Simulate genotype data with additive and epistatic effects.

Parameters:
  • n_samples (int) – Number of individuals.

  • n_snps (int) – Total number of SNPs.

  • n_additive (int) – Number of causal additive SNPs.

  • n_pairs (int) – Number of causal epistatic SNP pairs.

  • h2_additive (float) – Additive heritability budget.

  • h2_epistatic (float) – Epistatic heritability budget.

  • min_additive_p_value (float, optional) – Minimum marginal p-value enforced for causal additive SNPs.

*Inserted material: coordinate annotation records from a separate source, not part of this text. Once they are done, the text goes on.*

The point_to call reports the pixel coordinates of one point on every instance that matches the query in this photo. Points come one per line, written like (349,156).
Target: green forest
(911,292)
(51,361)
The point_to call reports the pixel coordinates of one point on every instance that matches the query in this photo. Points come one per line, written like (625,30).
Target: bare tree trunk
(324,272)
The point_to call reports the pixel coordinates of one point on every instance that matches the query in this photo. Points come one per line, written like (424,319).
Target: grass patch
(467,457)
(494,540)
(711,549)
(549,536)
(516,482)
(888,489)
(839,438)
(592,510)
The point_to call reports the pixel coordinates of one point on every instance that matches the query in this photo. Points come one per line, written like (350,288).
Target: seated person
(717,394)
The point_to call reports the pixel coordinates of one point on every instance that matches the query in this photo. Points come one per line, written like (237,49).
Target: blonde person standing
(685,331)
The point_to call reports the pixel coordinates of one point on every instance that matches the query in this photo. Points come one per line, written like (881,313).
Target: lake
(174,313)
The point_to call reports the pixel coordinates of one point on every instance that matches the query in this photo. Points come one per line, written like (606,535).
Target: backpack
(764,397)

  • min_epistatic_p_value (float, optional) – Minimum interaction p-value enforced for causal pairs.

  • maf_range (tuple[float, float]) – Minor-allele frequency range for SNPs.

  • n_ld_blocks (int) – Number of LD blocks to simulate.

  • ld_rho (float) – Correlation coefficient for adjacent SNPs in a block.

  • epistasis_bias (float) – Bias factor to steer epistatic pairs toward SNPs with smaller additive effects.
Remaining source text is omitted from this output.